Pendant ce temps, ailleurs dans la vieille maison en briques des Anderson, une autre personne prit une longue inspiration et ferma les yeux. L'homme aux cheveux auburn ouvrit les yeux et soupira silencieusement. Il fixa l'espace devant lui en secouant la tête pour se vider l'esprit. Il ne se permettrait pas de penser à elle maintenant. Il ne se concentrerait pas sur ses cheveux couleur fraise ni ne se rappellerait son rire. Non, pas aujourd'hui, pensa-t-il en tournant le tournevis. Le boulon se resserra sous sa force en colère et la charnière était à nouveau sécurisée. Il laissa retomber ses mains le long de son corps mais resta dans sa position accroupie.
Il voulait continuer à tourner. Il voulait pousser, tirer et tourner jusqu'à ce que le boulon casse net. Peut-être serait-il libre, ne serait-ce qu'un court instant, s'il laissait la colère le submerger. Il en tremblait. Il en était malade. Il avait passé les dix dernières années à manger, dormir et respirer rien d'autre que la culpabilité, la colère et la douleur.
Mais briser la coiffe en marbre ne lui apporterait aucun soulagement. Seule la fille morte pouvait le faire, mais elle était partie maintenant, et elle ne reviendrait pas. Il ne restait d'elle que cette vieille maison et un souvenir hanté dont il ne se libérerait jamais. Il jeta le tournevis dans l'évier et jura à voix basse. C'était toujours pire quand il était seul. Parfois, il pensait encore entendre son rire dans le vent. Cela ne pouvait pas être, il le savait. Ce n'était que la maison qui le narguait avec sa mémoire héréditaire. Il détestait vraiment le silence.
Il se réprimanda mentalement pour son apitoiement alors qu'il se redressait. Il regarda son reflet dans le miroir de la salle de bain et fit une grimace. Ses yeux étaient noirs de colère, sa bouche tournée vers le bas en une moue. Des rides commençaient à se former sur son front et autour de ses yeux à force de froncer les sourcils. Il savait qu'il avait l'air d'un déchet. Il était resté éveillé trois jours d'affilée avec des rêves de la rousse et les preuves étaient les énormes cernes sous ses yeux. Le profond froncement de son visage étirait ses traits robustes d'une manière sinistrement triste. Ses cheveux habituellement bien coiffés étaient ébouriffés et se dressaient à environ un pouce de sa tête.

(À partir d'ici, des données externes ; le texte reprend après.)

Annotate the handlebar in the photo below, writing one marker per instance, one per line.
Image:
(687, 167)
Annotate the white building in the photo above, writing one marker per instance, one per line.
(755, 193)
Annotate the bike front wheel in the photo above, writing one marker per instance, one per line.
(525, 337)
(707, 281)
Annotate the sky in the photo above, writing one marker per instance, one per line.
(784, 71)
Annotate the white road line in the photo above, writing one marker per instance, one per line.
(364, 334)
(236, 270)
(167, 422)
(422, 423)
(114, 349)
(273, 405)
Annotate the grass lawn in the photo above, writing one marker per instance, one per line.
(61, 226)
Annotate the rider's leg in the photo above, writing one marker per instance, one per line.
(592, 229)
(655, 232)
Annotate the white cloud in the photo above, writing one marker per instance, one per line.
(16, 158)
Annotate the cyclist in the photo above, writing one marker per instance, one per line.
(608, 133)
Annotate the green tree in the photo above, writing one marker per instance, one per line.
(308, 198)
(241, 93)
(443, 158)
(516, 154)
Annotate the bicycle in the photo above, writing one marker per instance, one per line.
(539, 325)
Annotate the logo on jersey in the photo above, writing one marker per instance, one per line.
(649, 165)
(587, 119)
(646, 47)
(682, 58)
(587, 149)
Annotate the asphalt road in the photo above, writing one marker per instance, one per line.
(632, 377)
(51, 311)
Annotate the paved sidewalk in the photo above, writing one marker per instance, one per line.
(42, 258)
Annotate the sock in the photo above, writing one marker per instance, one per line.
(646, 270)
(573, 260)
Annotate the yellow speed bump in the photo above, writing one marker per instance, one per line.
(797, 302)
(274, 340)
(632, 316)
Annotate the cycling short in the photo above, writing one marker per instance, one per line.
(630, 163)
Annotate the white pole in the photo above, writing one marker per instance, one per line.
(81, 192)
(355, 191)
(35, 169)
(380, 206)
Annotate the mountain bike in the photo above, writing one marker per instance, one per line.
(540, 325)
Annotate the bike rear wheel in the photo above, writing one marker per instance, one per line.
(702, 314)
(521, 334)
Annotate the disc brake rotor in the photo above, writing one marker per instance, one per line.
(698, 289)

Il rit silencieusement de ses cheveux en bataille. « Ce n'est pas parce que tu es en vacances que tu as le droit de te laisser aller », se dit-il en mouillant ses mains pour lisser sa tignasse indisciplinée. Il rentra son débardeur sale dans son jean préféré bien usé et tapa du pied avec sa botte de travail marron contre le sol.